IO SCRIVO QUI PERCHE' IL LAVORO E' CALATO, E PER CHI SEGUE L'EXPORT COME ME, ANDARE AD ORA CHE TORNI AI LIVELLI 2006/2007 PASSERA' TANTO TEMPO.
Quindi, mio malgrado, non posso vedere questi file.
Sorry
t_n_t
22 settembre 2009 16:55
Sugar, come ti capisco...ho letto il tuo intervento odierno sulla cattiveria delle donne...
Con ben 9 subalterne e di cui una ****!!! a cui dare a fine anno un bel premio di produzione...si arriva a casa proprio stanchi...ed un baldo single come te...poi...ha ancora tanta energia per fare altro...

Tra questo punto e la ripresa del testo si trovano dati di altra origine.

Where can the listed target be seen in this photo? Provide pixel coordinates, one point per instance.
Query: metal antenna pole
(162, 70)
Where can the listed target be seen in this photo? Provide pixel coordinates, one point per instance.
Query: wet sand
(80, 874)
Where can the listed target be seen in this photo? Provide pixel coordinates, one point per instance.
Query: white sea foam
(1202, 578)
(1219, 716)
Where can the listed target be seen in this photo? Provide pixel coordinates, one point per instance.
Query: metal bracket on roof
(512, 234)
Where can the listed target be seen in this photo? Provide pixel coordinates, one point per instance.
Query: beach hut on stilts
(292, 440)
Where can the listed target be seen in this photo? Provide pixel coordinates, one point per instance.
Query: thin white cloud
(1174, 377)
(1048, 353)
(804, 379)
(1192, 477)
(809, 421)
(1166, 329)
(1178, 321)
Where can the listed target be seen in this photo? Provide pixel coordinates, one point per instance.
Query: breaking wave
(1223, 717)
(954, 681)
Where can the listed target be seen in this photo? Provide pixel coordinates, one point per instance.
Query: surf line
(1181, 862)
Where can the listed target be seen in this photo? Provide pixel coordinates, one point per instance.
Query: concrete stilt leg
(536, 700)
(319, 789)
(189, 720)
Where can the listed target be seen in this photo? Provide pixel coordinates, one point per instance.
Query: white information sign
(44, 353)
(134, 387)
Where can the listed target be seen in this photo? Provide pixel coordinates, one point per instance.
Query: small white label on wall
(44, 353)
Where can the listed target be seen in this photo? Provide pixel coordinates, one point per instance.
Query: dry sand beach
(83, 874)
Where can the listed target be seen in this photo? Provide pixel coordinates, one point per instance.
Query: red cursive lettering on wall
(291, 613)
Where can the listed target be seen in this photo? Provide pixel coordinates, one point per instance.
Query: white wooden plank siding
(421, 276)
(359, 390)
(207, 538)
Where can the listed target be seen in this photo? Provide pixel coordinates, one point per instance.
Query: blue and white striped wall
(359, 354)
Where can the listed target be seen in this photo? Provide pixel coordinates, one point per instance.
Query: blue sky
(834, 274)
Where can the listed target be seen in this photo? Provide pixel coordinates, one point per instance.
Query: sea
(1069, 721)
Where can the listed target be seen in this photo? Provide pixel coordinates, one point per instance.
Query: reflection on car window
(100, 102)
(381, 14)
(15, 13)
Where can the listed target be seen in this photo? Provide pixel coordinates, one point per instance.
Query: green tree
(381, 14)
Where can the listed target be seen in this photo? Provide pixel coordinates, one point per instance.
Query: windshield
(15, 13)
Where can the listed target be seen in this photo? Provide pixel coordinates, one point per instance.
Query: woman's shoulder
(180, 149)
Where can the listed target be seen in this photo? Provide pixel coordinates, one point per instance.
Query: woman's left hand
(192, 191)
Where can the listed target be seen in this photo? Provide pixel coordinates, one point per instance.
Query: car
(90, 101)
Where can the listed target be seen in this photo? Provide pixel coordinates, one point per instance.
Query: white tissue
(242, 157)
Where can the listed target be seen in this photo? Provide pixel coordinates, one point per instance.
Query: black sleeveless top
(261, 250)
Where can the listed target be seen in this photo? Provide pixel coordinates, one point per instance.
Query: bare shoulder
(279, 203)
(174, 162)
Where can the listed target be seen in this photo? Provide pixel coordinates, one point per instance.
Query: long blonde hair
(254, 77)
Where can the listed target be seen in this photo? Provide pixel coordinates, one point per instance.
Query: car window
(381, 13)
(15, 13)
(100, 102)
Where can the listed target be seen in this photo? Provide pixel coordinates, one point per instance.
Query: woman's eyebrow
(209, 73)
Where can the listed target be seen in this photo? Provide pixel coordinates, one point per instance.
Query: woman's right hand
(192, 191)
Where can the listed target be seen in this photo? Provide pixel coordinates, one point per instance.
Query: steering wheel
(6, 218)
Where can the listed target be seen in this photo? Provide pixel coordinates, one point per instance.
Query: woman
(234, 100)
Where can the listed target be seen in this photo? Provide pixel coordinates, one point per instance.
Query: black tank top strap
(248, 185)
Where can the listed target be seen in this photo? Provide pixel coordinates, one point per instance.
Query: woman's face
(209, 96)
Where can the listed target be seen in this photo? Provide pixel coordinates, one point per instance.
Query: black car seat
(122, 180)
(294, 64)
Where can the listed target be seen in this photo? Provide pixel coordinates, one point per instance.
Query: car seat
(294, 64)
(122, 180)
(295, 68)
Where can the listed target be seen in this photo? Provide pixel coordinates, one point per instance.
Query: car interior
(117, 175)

Fai altro...e fregatene dei file che non puoi vedere...nella tua invidiabilissima condizione lavorativa (cazzo però...con 9 subalterne...) farei lo stesso anch'io.
sugar magnolia
23 settembre 2009 11:45
Un baldo single come me che ha 'solo' 37 anni e ha sotto quindi, 9 donne + 2 uomini.
Di queste none, 3 sono sotto i 30 anni, 2 sui 35, e 4 sopra i 45, quest'ultime 4 hanno 2 figli 'each', ed e' tutto un cicalare sull'asilo, sulla scuola elemtare, sui professori, sulle merendine, sui mariti che non le aiutano abbastanza, sui figli che non si impegnano a scuola, sulla banca che non e' piu' quella di una volta, sul loro corpo che ingrassa, ..............
ALLA FINE HO AVUTO UNA STANZA DA SOLO !!!!
le chiamo al telefono, chiedo loro di venire da me, poi dico quello che c'e da fare ........ e fuori.
Mi spiace solo non poter tener d'occhio da vicino la situazione di quella povera bella ragazza che ho involontariamente messo nei casini per una sciocchezza. (E PER LA CATTIVERIA DELLE ALTRE 2)
Cmq non abbasso la guardia.
MAI, MAI, MAI.
sugar magnolia
23 settembre 2009 13:15
C'e poi anche il rovescio della medaglia, vero che, essendo le banche italiane molto ''strette'' nell'erogazione di finanziamenti, e anche vero che cio' ha comportato un grosso risparmio per il contribuente.
Infatti i tedeschi hanno pagato 67 miliardi ei eur il salvataggio delle oro banche, gli inglesi addirittura 80 miliardi.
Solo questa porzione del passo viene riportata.